April 28th, 2008
13. Back To The Future (1985)
Buried deep within the spectacle, fantasy, and excitement of Robert Zemeckis' beloved Back To The Future is the heartwarming story of a clean-cut, all-American teen time-traveler (Michael J. Fox) who must resist the urge to fuck his fetching, hot-to-trot mother (Lea Thompson) in order to avoid disintegrating into nothingness. While the instantly iconic classic amply delivered the summer-blockbuster goods it did so with the subversive edge, kinky black humor, and Mad-style irreverence that distinguished earlier Zemeckis projects like Used Cars and I Wanna Hold Your Hand.

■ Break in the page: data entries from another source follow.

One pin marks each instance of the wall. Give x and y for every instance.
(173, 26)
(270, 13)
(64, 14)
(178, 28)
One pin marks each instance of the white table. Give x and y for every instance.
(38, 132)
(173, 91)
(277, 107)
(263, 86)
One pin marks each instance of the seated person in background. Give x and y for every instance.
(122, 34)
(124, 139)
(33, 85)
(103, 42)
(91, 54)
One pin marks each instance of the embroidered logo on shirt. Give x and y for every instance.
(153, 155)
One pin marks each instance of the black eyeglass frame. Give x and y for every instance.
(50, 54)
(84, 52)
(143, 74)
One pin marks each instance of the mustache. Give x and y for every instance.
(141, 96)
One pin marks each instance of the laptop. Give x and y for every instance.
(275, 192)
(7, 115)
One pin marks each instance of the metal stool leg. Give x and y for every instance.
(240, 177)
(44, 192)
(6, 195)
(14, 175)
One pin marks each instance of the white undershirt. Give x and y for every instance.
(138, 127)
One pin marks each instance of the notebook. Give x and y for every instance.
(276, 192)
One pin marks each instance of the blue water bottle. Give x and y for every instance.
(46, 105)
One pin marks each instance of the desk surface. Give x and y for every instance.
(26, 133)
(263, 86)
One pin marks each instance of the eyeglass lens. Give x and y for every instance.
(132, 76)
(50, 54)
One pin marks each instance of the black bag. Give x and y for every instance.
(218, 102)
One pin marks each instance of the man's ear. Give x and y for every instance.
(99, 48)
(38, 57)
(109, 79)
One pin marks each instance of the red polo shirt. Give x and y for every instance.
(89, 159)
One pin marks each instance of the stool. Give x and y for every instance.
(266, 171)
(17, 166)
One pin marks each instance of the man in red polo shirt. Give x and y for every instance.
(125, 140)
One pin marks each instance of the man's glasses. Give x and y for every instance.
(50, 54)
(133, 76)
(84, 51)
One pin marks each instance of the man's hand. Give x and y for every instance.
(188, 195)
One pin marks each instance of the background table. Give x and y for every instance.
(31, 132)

14. There's Something About Mary (1998)
Sophisticated comedy doesn't fly in the summertime, but funny movies don't have to be completely heartless. Peter and Bobby Farrelly enjoyed great success with Dumb And Dumber in 1994, but it was the largely overlooked smart-dumb bowling comedy Kingpin that set the table for There's Something About Mary, combining gross-out gags with surprising emotion. With Mary's tale of a former high-school loser (Ben Stiller) who tracks down the dream girl who got away, then winds up facing stiff competition, the Farrellys found a way to combine testicle injuries, dog mutilation, and "hair gel" jokes with a sly take on male romantic obsession. The many copycats that followed, including some produced by the Farrellys themselves, got the grossness but lost the substance.
15. Die Hard (1988)
Die Hard doesn't seem as fresh as it did back in 1988, when Bruce Willis was presented as a down-to-earth alternative to the era's reigning action-movie he-men, Arnold Schwarzenegger and Sylvester Stallone. That's because Die Hard's central concept—an everyman fending off a small army of terrorists single-handedly while trapped in an enclosed space—set the template for countless action thrillers for the next two decades, gradually turning what was once inventive into a cliché. Still, there's still enough punch and wit left in the original to make it stand out among the imitators. (Not to mention Die Hard's three sequels.) Alan Rickman's frighteningly funny turn as bad guy Hans Gruber covers the price of admission on its own.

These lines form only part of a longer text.